コント『異世界から転生』その20
それから一週間。
あれだけ僕の周りで騒いでいた前世の記憶というやつは、フッツリと音を消し平穏な日常が戻ってきた。
「おはよ、麻実也」
「あぁ、おはよう深雪」
僕はというと深雪とのたどたどしい交際がはじまり、毎朝一緒に登校するようになった。
もしかしたらこの先、またまた決断を迫られるような場面に出くわすかもしれない。
実を言うならば、僕はまだ深雪の手すら握っていないのだ。
いまさらそういうのも気恥ずかしいというか、男女交際などと改まると、僕たちはあまりにも距離が近すぎたのだ。
「明日は日曜日だね」
深雪が言う。
「あぁ、大通りでイベントがあるみたいだね」
うっかり答えたけれど、これは一緒に出かけようというお誘いだったのか?
それなら、受けて立たなければ。
いや、むしろ僕から誘ったような形にしなくては。
「出かけてみるかい? 冷やかし程度に」
「そうだね、出かけてみよっか。冷やかし程度に」
なにか特別な刺激がある訳じゃない。
毎年の恒例行事なので、子供の頃に散々出かけ尽くしたイベントだ。
だけど、彼氏彼女の関係となった深雪と出かけるのは初めてである。
「あれ? 麻実也……あれ……」
話題と関係なく、深雪が指差した。
遠くに大きな背中が見える。
柔道部員、ジャイアント槇原くんだ。
そしてそのとなりで並んで歩くのは……姫乃木さん?
でかい槇原くんは姫乃木さんを見下ろすように、姫乃木さんはでかい槇原くんを見上げるようにして、他人が入り込めないような視線を交わし合い歩いていた。
「つまりこれってさ、麻実也?」
「どう見ても恋人同士のようですなぁ」
「なんだか槇原くん、照れくさそうな感じに見えるんだけど」
「女子が考える以上に、男子はウブなんだよ」
「麻実也は全然照れないね?」
「深雪と並んで歩くのは馴れてるからね」
「新鮮味が無いなぁ」
コンビニの前を通りかかると、店の前でセバスチャン田中が掃除しているのを見かけた。
「あちらはあちらで、商いの修行中か」
みんながんばっている。
前世の記憶を背負いながら、今生の日々を送っているのだ。
それぞれに相応しい未来を目指して。
「アタシたちもがんばらないとね」
深雪が手を握ってきた。
急に気恥ずかしさがこみ上げてくる。
「お、麻実也。

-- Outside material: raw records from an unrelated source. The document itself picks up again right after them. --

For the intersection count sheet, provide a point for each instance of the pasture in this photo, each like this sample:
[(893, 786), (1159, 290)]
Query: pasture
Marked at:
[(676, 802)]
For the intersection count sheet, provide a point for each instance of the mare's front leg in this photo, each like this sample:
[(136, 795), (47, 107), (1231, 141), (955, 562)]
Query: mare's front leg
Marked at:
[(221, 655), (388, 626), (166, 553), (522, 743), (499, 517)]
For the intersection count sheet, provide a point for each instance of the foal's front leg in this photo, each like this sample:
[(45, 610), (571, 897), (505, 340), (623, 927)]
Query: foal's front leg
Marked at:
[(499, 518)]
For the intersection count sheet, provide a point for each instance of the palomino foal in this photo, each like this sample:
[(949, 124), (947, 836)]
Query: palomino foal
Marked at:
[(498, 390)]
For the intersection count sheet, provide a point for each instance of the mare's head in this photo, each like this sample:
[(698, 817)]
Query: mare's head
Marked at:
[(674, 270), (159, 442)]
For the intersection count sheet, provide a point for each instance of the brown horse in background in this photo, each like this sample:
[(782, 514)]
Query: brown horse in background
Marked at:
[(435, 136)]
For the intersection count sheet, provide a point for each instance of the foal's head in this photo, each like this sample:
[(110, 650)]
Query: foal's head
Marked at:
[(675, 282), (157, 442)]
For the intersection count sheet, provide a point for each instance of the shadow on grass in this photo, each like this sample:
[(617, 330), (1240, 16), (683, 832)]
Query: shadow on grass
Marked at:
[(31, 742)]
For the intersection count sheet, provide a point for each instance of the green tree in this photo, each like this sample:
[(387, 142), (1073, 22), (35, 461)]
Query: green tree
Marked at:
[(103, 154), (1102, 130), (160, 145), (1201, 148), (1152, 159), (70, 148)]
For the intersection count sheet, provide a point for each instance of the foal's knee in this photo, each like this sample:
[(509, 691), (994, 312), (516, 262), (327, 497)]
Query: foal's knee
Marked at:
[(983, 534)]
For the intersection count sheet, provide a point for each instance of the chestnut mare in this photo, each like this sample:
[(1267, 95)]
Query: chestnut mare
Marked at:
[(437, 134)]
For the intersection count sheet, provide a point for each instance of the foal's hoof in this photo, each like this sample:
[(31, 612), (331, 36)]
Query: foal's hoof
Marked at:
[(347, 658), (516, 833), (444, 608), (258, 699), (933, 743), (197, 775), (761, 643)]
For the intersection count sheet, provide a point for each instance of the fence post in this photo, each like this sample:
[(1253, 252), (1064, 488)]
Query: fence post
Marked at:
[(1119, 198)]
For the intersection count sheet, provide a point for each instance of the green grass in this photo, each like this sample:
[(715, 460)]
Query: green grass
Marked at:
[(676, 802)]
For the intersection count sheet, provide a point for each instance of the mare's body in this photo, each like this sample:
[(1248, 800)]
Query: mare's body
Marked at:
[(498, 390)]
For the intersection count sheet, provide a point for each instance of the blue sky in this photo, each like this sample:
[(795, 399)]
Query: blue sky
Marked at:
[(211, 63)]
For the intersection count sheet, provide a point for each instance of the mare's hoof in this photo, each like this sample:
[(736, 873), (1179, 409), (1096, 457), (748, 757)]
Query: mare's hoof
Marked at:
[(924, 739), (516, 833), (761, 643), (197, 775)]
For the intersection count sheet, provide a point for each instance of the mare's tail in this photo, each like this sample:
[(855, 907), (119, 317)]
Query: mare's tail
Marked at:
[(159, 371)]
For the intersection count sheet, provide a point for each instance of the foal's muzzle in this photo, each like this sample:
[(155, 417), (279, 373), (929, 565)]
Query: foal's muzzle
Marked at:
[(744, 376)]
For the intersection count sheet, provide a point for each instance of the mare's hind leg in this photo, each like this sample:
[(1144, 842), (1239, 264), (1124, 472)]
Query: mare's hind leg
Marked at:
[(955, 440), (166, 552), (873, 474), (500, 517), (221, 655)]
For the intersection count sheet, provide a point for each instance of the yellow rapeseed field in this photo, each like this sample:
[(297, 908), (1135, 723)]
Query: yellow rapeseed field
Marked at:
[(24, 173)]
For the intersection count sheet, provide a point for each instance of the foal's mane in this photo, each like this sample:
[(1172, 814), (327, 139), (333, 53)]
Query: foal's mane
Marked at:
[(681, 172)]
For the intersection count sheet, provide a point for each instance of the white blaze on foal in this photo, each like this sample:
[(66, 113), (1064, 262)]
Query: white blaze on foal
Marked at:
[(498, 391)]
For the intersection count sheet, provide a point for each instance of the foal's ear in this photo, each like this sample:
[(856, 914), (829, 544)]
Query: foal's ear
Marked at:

その表情いいね♪ 新鮮だよ?」
そう言ってからかう深雪も、頬が赤い。
僕から手を握り返してやると、深雪はうつむいてしまった。
「深雪だって新鮮じゃないか、そのリアクション」
「うっさいなぁ、バカ」
もうじき梅雨に入って、それが抜ければ夏空。
入道雲を見上げる頃に僕たちは、どんな僕たちになっているのか。
それを思うだけで、若さが全身に満ちてくる。
今はまだ送春。
怒涛のような季節には、まだ早い。